2. Start the HA server
Please keep in mind that plain HTTP should only be used for testing and debugging. It can be intercepted and modified on the fly to DDoS your cluster, cause server reboots, and lock up the whole HA system which will require a lot of work to revert back to a normal state. Always use some kind of encryption and avoid plain HTTP in production.
Debug mode
To start the HA server in a debug mode, execute the command below:
Debug mode gives us the ability to test the HA within our current deployment:
- Is the network connection stable enough to support HA?
- Are the servers behaving in a predictable manner?

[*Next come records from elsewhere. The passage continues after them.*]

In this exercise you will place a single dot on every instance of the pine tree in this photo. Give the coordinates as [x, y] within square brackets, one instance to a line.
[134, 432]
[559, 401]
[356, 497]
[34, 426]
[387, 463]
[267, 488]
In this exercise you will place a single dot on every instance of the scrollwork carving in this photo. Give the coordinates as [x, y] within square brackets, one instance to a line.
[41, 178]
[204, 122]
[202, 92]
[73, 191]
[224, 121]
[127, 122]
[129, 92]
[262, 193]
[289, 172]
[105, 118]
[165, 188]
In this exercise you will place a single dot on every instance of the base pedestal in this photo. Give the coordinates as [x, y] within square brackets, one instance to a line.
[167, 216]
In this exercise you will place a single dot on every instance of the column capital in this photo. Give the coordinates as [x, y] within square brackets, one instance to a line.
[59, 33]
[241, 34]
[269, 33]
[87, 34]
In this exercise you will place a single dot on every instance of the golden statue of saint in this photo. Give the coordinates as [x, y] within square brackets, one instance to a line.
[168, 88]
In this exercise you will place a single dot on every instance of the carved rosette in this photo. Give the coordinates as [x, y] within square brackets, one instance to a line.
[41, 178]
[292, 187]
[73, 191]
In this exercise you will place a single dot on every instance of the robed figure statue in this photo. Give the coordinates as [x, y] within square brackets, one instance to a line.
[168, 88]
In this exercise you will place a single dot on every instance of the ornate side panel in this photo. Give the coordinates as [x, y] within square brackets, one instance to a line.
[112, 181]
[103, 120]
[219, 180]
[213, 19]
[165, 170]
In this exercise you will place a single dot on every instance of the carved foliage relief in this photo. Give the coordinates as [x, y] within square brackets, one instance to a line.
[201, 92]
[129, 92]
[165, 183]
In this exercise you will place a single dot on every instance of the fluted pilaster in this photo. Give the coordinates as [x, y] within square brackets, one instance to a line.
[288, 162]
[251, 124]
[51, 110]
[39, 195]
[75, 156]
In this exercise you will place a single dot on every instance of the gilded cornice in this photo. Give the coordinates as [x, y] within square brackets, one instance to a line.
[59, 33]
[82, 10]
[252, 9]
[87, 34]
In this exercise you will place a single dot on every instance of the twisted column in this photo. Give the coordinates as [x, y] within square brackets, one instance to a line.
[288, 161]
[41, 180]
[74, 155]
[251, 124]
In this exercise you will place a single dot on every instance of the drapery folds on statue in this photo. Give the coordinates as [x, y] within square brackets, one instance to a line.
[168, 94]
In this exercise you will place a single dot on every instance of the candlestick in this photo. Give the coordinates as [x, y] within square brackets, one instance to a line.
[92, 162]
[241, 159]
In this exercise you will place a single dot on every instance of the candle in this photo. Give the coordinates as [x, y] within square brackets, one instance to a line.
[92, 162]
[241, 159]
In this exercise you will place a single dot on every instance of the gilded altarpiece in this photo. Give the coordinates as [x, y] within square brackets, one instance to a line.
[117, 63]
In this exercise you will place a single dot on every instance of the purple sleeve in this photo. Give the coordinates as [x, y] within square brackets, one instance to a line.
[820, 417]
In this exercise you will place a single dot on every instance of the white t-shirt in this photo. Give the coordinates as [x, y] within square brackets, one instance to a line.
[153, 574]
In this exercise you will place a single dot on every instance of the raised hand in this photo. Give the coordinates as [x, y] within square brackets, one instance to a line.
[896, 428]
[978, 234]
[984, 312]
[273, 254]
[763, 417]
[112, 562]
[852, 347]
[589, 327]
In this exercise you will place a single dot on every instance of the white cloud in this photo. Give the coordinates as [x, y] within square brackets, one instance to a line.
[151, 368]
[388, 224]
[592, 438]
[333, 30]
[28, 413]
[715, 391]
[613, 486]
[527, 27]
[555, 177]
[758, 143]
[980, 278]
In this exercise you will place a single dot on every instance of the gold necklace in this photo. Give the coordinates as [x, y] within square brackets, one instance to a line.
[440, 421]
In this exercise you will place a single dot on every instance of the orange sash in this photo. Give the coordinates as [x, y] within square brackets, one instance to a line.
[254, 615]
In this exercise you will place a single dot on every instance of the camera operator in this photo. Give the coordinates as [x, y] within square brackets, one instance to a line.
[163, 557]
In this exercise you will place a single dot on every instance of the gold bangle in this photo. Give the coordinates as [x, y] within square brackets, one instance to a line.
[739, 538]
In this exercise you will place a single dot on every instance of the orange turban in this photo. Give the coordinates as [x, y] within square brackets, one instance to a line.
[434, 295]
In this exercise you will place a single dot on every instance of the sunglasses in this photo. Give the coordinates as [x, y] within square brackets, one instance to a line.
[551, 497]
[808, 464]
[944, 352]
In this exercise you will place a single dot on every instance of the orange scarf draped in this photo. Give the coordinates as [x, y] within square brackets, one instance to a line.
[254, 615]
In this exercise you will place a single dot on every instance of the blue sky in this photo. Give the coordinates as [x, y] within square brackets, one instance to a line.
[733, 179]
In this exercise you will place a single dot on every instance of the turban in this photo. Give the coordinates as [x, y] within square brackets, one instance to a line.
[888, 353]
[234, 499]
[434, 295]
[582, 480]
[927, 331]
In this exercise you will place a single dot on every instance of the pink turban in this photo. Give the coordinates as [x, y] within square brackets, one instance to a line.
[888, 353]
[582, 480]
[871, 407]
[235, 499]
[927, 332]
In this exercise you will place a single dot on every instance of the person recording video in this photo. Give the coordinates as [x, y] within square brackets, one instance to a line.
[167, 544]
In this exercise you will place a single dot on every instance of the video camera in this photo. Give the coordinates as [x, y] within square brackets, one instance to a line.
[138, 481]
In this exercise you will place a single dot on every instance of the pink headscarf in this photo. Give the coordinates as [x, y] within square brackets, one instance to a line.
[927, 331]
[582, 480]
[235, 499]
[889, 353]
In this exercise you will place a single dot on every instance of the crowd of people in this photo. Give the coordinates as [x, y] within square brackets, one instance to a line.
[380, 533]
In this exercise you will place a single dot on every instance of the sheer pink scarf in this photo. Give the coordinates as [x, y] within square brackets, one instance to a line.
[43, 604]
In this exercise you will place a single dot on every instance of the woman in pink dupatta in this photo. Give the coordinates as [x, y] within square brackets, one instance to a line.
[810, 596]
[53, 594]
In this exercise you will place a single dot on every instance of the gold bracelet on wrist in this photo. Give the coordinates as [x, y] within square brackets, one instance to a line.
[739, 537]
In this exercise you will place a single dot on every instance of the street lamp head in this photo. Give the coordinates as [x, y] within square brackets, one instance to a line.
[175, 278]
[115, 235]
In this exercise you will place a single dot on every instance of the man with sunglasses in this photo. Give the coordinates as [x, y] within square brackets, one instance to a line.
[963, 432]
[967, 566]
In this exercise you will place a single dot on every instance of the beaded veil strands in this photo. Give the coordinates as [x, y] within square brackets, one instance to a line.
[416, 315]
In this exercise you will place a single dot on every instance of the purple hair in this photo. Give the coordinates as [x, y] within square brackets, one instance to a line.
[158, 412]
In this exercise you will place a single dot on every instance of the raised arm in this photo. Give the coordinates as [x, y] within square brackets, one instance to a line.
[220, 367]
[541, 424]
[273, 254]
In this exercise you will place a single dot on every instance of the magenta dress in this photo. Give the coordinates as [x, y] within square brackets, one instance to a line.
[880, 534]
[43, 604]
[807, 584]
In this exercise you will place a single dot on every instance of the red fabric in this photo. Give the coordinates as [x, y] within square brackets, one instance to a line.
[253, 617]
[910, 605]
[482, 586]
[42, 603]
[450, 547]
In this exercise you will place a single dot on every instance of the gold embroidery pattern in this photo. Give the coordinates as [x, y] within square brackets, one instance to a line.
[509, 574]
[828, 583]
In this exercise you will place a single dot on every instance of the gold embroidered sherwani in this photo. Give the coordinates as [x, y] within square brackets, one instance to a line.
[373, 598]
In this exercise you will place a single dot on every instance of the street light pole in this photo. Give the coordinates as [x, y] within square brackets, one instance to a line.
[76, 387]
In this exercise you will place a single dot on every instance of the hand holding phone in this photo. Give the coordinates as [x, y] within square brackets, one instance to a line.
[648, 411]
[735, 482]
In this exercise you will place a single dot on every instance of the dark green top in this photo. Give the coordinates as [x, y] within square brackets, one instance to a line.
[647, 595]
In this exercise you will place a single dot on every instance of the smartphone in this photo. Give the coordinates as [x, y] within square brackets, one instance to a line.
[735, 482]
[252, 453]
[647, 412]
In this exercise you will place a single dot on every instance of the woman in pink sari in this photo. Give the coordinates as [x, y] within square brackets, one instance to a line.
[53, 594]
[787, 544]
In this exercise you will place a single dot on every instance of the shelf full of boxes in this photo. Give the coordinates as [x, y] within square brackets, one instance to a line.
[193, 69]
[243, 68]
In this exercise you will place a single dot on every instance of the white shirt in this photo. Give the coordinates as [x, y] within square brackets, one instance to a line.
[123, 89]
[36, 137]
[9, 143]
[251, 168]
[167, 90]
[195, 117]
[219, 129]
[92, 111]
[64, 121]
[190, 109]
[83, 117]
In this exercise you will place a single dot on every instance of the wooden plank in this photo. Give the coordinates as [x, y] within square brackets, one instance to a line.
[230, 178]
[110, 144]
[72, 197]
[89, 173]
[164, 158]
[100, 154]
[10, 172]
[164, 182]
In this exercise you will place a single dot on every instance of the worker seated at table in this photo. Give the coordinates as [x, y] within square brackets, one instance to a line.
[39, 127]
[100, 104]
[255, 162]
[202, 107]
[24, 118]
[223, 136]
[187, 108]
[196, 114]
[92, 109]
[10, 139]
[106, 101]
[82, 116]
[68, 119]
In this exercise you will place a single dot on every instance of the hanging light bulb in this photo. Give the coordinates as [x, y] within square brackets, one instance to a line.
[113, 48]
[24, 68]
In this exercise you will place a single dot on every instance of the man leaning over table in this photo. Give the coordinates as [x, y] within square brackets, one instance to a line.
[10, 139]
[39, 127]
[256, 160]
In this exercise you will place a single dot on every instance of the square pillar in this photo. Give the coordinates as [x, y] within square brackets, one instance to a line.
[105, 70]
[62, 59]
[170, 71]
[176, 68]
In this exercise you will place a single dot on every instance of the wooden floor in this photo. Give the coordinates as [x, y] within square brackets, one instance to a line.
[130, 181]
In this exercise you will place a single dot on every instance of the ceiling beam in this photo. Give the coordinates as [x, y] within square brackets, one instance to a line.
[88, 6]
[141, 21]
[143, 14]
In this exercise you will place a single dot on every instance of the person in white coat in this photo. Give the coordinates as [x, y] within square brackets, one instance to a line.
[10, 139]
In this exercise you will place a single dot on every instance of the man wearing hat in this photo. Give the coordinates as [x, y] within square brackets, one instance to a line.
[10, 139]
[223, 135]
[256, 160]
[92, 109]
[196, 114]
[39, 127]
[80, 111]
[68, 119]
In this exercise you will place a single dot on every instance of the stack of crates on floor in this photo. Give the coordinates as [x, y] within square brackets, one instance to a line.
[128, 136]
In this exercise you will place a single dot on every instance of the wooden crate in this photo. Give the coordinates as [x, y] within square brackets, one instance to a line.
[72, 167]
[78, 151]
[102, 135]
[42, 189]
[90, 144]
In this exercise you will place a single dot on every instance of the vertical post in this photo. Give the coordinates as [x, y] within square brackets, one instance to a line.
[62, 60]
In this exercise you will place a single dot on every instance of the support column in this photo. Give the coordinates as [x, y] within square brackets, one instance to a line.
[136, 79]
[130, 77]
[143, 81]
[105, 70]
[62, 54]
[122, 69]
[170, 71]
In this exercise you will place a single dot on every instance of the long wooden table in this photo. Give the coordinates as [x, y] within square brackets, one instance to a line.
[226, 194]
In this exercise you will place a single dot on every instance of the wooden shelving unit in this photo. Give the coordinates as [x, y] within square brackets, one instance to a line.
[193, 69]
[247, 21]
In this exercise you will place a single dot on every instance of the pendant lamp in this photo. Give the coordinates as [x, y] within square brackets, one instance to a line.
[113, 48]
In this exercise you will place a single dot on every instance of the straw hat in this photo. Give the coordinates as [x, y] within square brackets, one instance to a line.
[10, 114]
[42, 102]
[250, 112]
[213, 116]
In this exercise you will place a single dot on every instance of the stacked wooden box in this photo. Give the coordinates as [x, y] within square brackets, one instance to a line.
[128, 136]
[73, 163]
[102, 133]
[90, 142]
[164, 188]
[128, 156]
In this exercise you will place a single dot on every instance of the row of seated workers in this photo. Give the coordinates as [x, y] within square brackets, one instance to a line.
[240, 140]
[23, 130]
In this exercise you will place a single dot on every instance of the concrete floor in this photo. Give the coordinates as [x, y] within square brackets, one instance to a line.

- Would there be enough disk and network bandwidth to support the replication and HA at the same time?
- Etc
In the debug mode we can answer all these questions, because any action that would have been applied in the production cluster, would be simply logged instead of the immediate execution:
- HA watchdog will gracefully exit, and not reboot the system if
hoster_rest_api
service has crashed - HA cluster manager will log the cluster failover actions, and not execute them (failing over the VMs from an offline host to a healthy host)
- Etc
Check the HA logs:
It will give you an overview of what currently happens in the cluster:
Sep 26 22:13:39 IM-HYP01 HOSTER_HA_REST[76537]: INFO: node failover time is: 20 seconds
Sep 26 22:13:39 IM-HYP01 HOSTER_HA_REST[79124]: DEBUG: hoster_rest_api started in DEBUG mode
Sep 26 22:13:39 IM-HYP01 HOSTER_HA_REST[80879]: DEBUG: hoster_rest_api service start-up
Sep 26 22:13:39 IM-HYP01 HOSTER_HA_WATCHDOG[82430]: DEBUG: ha_watchdog service start-up
Sep 26 22:13:39 IM-HYP01 HOSTER_HA_REST[83634]: DEBUG: ha_watchdog started in DEBUG mode
Sep 26 22:13:46 IM-HYP01 HOSTER_HA_REST[87767]: INFO: registered a new node: IM-HYP03
Sep 26 22:13:48 IM-HYP01 HOSTER_HA_REST[89926]: INFO: registered a new node: IM-HYP02
Sep 26 22:13:49 IM-HYP01 HOSTER_HA_REST[92037]: INFO: registered a new node: IM-HYP01
Sep 26 22:13:49 IM-HYP01 HOSTER_HA_REST[92641]: SUCCESS: joined the candidate: IM-HYP01
Sep 26 22:13:49 IM-HYP01 HOSTER_HA_REST[94813]: SUCCESS: joined the candidate: IM-HYP02
Sep 26 22:13:49 IM-HYP01 HOSTER_HA_REST[97049]: SUCCESS: joined the candidate: IM-HYP03
Check the API logs:
It will give you an overview of the latest API endpoint connections (usually /api/v1/ha/ping
and /api/v1/ha/register
when it comes to HA):
2023-09-27_14-12-32 || 10.5.199.81:56921 || 200 || POST || /api/v1/ha/ping || 20.323µs || bytesSent: 18
2023-09-27_14-12-32 || 10.5.199.85:43967 || 200 || POST || /api/v1/ha/ping || 13.159µs || bytesSent: 18
2023-09-27_14-12-32 || 10.5.199.33:35179 || 200 || POST || /api/v1/ha/ping || 15.632µs || bytesSent: 18
2023-09-27_14-12-34 || 10.5.199.81:63889 || 200 || POST || /api/v1/ha/ping || 20.294µs || bytesSent: 18
2023-09-27_14-12-34 || 10.5.199.85:24646 || 200 || POST || /api/v1/ha/ping || 11.942µs || bytesSent: 18
2023-09-27_14-12-34 || 10.5.199.33:25478 || 200 || POST || /api/v1/ha/ping || 8.734µs || bytesSent: 18
2023-09-27_14-12-36 || 10.5.199.81:35923 || 200 || POST || /api/v1/ha/ping || 25.108µs || bytesSent: 18
2023-09-27_14-12-36 || 10.5.199.85:13987 || 200 || POST || /api/v1/ha/ping || 11.294µs || bytesSent: 18
2023-09-27_14-12-36 || 10.5.199.33:55854 || 200 || POST || /api/v1/ha/ping || 7.71µs || bytesSent: 18
2023-09-27_14-12-38 || 10.5.199.81:31933 || 200 || POST || /api/v1/ha/ping || 22.195µs || bytesSent: 18
2023-09-27_14-12-38 || 10.5.199.85:28218 || 200 || POST || /api/v1/ha/ping || 12.353µs || bytesSent: 18
2023-09-27_14-12-38 || 10.5.199.33:38328 || 200 || POST || /api/v1/ha/ping || 14.97µs || bytesSent: 18
2023-09-27_14-12-40 || 10.5.199.81:37120 || 200 || POST || /api/v1/ha/ping || 24.954µs || bytesSent: 18
2023-09-27_14-12-40 || 10.5.199.33:35276 || 200 || POST || /api/v1/ha/ping || 8.544µs || bytesSent: 18
Production mode
After observing the debug
mode for some period of time, you can move to production (if no issues were found in the process, of course):
You can still view the same logs, and observe the changes in the cluster that way, but now if there are any issues spotted - a problematic node will be fenced from the rest of the cluster (rebooted, and waiting for manual interaction from you, to add it back to the cluster), and VMs/Jails will be automatically migrated to other (healthy) members.